In six out of the 26 asymmetric gene pairs, the faster evolving copy had individual dN/dS > 1, not observed among the slower evolving copies. Although rapid divergence of gene expression profiles for paralogs had been reported before , we did not find a significant difference in the number of ESTs or mRNAs present in the UniGene database  between the slowly and rapidly evolving copies from the 26 asymmetric gene pairs. According to a GOstat comparison, genes from asymmetrically evolving gene pairs are not significantly different (P < 0.01) from other genes of the initial dataset in terms of protein function.
We identified nine pairs of paralogous genes asymmetric according to the number of synonymous substitutions (P < 0.05). The P-value of the hypothesis to have 9 or more gene pairs out of 144 being asymmetric only by chance, assuming that the probability for a gene pair to be asymmetric is p = 0.05, is 0.295. Therefore, we cannot reject the hypothesis that this observation is due to chance. Four gene pairs are asymmetric by the number of substitutions at both synonymous and non-synonymous sites.
Computational approaches have been shown to be able to predict amino acid substitutions in proteins that are functional and therefore are subject to purifying selective pressure [28,29]. We used a new version of the PolyPhen tool  for the analysis aimed at quantification of the fraction of potentially functional non-synonymous substitutions in various classes of paralogous genes. In 288 proteins encoded by the genes that were used in the asymmetry study, 8104 directed amino acid substitutions were classified by PolyPhen into "damaging" and "neutral" ones. Out of 8104 new variants, 542 (6.7%) were predicted to be damaging with 128 of them in asymmetric gene pairs. In turn, 127 of 128 damaging variants were present in the faster evolving gene copy and only one in the slower evolving copy. The number of damaging variants is overrepresented in the faster evolving copies of asymmetric genes (p < 0.001) and underrepresented in the slower evolving copies (p < 0.001) compared to the set of non-asymmetrically evolving gene pairs.
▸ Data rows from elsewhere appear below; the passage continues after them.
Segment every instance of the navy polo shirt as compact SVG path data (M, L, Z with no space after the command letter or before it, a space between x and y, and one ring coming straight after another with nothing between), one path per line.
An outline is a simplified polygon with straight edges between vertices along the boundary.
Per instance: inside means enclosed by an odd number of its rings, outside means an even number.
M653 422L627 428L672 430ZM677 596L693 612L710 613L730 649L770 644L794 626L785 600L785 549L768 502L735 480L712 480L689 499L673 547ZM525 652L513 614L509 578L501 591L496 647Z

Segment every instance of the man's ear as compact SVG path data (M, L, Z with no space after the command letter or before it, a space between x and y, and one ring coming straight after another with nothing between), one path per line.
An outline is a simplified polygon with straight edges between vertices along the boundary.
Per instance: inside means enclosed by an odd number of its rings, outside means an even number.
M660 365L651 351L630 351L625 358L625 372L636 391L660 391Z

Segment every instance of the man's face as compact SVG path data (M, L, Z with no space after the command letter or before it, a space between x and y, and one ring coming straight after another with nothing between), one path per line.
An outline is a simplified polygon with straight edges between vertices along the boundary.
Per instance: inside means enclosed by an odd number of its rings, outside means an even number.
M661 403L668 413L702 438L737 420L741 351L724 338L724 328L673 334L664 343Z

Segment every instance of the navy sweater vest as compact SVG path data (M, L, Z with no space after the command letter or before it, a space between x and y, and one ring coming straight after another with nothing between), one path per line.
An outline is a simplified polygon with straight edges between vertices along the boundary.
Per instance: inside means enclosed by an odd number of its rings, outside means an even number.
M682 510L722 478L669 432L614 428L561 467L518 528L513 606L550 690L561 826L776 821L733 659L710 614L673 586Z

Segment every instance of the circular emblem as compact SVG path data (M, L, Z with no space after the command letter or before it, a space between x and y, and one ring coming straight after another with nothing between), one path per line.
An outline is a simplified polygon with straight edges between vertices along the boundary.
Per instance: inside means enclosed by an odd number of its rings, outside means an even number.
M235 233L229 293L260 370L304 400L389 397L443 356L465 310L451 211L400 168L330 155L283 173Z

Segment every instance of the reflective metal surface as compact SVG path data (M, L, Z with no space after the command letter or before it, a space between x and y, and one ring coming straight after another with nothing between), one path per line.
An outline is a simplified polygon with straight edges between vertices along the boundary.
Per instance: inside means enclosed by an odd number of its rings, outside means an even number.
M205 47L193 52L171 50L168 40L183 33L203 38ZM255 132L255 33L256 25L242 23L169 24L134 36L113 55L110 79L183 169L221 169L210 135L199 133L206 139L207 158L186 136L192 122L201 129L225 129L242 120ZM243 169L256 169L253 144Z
One gene from each asymmetrically evolving pair acquires mutations at a very high rate. This is suspicious because this could imply that some of these genes are recent pseudogenes. To address this possibility, we analyzed additional evidence that faster evolving genes from asymmetric pairs are functional. In particular, we curated all corresponding mRNAs and ESTs and confirmed sufficient experimental evidence of transcription for all these genes. Additionally, we tried to confirm the existence of gene products on the protein level using Pride [31,32], a database that contains experimental reads of protein fragments. We established that 23 out of 26 faster evolving copies of genes from asymmetric gene pairs are validated by unique amino acid sequences in Pride. For the remaining three genes, neither their nor their sister's amino acid sequences were observed. Overall, this confirms that the observed asymmetry is not due to pseudogenization.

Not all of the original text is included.